CORPORATE LINE: Created by successful television producer J.J. Abrams (FELICITY, ALIAS), LOST became one of the most popular and critically acclaimed programs of the 2004-2005 season. Utilizing a ripe premise and well-drawn and acted characters, LOST attracted a huge following and was proclaimed the saving grace of a television year otherwise marred by derivative reality programming. The story concerns the survivors of a terrible plane crash, who find themselves stranded on a tropical island with seemingly little chance of a rescue. Medical doctor Jack takes a position of leadership, helping to rally the survivors and prepare them for a period of difficulty as they learn how to survive on the paradisiacal island. But everything is not as it seems, as the island offers potential danger in the form of a large, mysterious creature, and evidence is found that the plane crash may not have been an accident. As they struggle to survive, each of the characters forms alliances and makes enemies, all while dealing with the unresolved issues of the lives they’ve left behind. LOST distills the difficulties of society down to their essence, exploring these problems with compelling characters and with a setting that’s equal parts paradise and mystery.

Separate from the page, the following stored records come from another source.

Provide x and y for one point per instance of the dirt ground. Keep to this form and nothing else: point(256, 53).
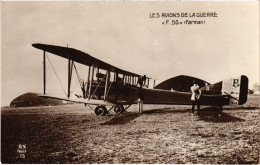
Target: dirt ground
point(162, 134)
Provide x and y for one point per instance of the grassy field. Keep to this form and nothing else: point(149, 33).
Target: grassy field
point(162, 134)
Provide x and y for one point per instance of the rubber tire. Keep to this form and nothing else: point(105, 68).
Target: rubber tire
point(118, 109)
point(100, 110)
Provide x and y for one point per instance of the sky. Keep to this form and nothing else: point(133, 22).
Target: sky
point(124, 34)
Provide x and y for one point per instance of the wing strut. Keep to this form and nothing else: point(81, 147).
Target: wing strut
point(70, 67)
point(88, 81)
point(44, 72)
point(106, 86)
point(92, 76)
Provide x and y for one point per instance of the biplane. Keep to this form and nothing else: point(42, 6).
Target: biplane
point(111, 88)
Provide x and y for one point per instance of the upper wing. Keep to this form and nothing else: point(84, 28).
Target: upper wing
point(180, 83)
point(78, 100)
point(81, 57)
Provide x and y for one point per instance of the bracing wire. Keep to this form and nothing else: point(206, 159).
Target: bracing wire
point(56, 74)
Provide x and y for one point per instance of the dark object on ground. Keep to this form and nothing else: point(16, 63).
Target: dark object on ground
point(31, 99)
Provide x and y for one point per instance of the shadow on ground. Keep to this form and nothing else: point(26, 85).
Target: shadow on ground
point(121, 119)
point(215, 115)
point(164, 110)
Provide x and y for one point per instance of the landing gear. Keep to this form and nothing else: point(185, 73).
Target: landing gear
point(118, 109)
point(100, 110)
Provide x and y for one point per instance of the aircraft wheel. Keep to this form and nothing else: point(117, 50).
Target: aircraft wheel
point(118, 109)
point(100, 110)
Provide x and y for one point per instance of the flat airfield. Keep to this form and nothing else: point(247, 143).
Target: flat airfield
point(162, 134)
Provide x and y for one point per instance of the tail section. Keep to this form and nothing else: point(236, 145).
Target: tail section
point(237, 89)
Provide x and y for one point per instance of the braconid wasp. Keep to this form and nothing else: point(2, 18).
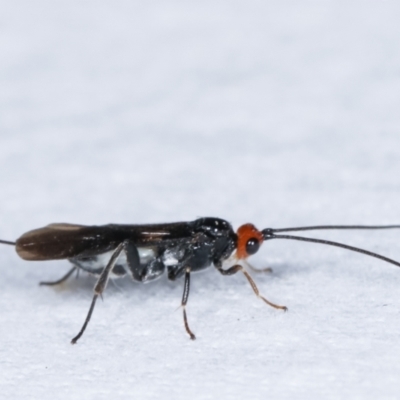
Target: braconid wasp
point(145, 252)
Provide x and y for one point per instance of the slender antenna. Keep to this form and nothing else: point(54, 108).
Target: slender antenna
point(268, 234)
point(310, 228)
point(7, 242)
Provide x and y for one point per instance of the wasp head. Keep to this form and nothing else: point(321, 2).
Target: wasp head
point(249, 240)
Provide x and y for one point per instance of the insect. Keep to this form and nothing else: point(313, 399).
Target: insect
point(145, 252)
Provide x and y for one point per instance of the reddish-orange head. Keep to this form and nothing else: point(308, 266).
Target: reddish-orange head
point(249, 240)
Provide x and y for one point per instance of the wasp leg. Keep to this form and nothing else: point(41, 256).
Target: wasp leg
point(100, 286)
point(61, 280)
point(262, 270)
point(185, 297)
point(237, 268)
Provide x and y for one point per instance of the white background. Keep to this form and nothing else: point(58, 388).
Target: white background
point(276, 113)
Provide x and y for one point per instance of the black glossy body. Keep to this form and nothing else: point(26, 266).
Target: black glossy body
point(148, 249)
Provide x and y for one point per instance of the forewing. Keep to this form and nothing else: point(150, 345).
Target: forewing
point(60, 241)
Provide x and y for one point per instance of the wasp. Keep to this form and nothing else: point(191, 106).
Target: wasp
point(145, 252)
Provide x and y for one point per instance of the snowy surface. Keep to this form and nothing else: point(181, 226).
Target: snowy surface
point(276, 113)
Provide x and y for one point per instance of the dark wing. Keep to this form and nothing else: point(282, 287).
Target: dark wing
point(60, 241)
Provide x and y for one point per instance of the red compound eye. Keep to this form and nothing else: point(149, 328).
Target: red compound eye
point(249, 241)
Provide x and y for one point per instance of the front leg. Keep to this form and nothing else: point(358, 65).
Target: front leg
point(237, 268)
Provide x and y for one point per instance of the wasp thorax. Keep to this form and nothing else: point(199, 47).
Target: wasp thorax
point(249, 241)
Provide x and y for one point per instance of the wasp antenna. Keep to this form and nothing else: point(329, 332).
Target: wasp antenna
point(7, 242)
point(268, 234)
point(322, 227)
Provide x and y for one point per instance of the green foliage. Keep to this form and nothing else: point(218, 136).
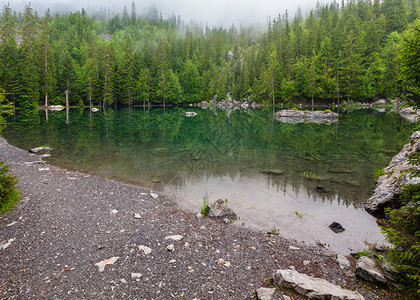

THE SHOW: Lost had one of the best debuts ever in television. It’s hard to think of a show that came out of nowhere and became such an unmitigated hit. We can’t proclaim Lost great just yet, but if the second season is half as good as the first we might start discussing the show in those terms.
The best things about Lost were its cast and narrative. It wasn’t about the scary monsters. Lost’s attraction is its ability to tell a story and make us invest in each character. The show’s brilliance is the nuances that were missed in the early episodes; The wheelchair, Kate rubbing her wrists, and so on. We couldn’t possibly know why this was happening but they left no stone unturned.
This cast, were it a film, would have numerous actors/actresses up for Oscars—particularly Terry O’Quinn’s Locke. O’Quinn is no longer the supporting actor who bounces from show to show and falls into the background. He has made Locke a cult icon. But that is only one character. Imagine the show with no Sayid, Hurley, Kate, Charlie, or Sawyer. So many shows have characters that can come and go around the leads but Lost isn’t one of them.
One thing that isn’t easy is picking an episode to discuss. Lost is more like a film than a television show. I watched it on a Sunday afternoon from beginning to end. Lost can be seen and discuss by episode but the best thing about the box set is you don’t have to watch it that way. You can enjoy twenty plus hours of great entertainment.
There are four commentary tracks. The first is by executive producers J.J. Abrams, Damon Lindelof, and Bryan Burk on the pilot. It’s occasionally interesting.
The second commentary track includes executive producer Jack Bender, co-executive producer David Fury, and actor Terry O’Quinn on Walkabout. The third commentary includes producers Damon Lindelof and Bryan Burk and actor Dominic Monaghan on The Moth. The final commentary includes executive producer Carlton Cuse, supervising producer Javier Grillo-Marxuach, and actors Maggie Grace and Ian Sommerhalder on Hearts and Minds.
“The Genesis of Lost” is a featurette with the producers discussing the genesis of the show.
“Designing a Disaster” covers the setting up of the crash.
“Before They Were Lost” is full of personal stories and audition tapes with a discussion on how the cast was chosen.
“Welcome to Oahu: The Making of the Pilot” is a look at the production and the problems they had.
“The Art of Matthew Fox” is little more than Matthew Fox promo piece.
“[email protected]” gets early fan reaction to the show.
“Lost: On Location” is exactly what the title says.
“On Set with Jimmy Kimmel” finds Kimmel on the set. It’s good for a laugh.
“Backstage with Driveshaft” goes into the history of Driveshaft.
“The Lost Flashbacks” covers Claire and Sayid at the Airport.
There are 13 deleted scenes and bloopers from the set
Finally there is a Salute to Lost at the Museum of Television and Radio’s 22nd Annual Paley Festival.
A brilliant amount of extras. Bravo to Buena Vista!
FRANKLY: Rarely does a show have both critical success and become a hit. Lost is like nothing that came before it. Only two shows could even be discussed in the same vein; The X-Files and Buffy the Vampire Slayer. Whether Lost can continue to impress and grow the way The X-files or Buffy did remains to be seen.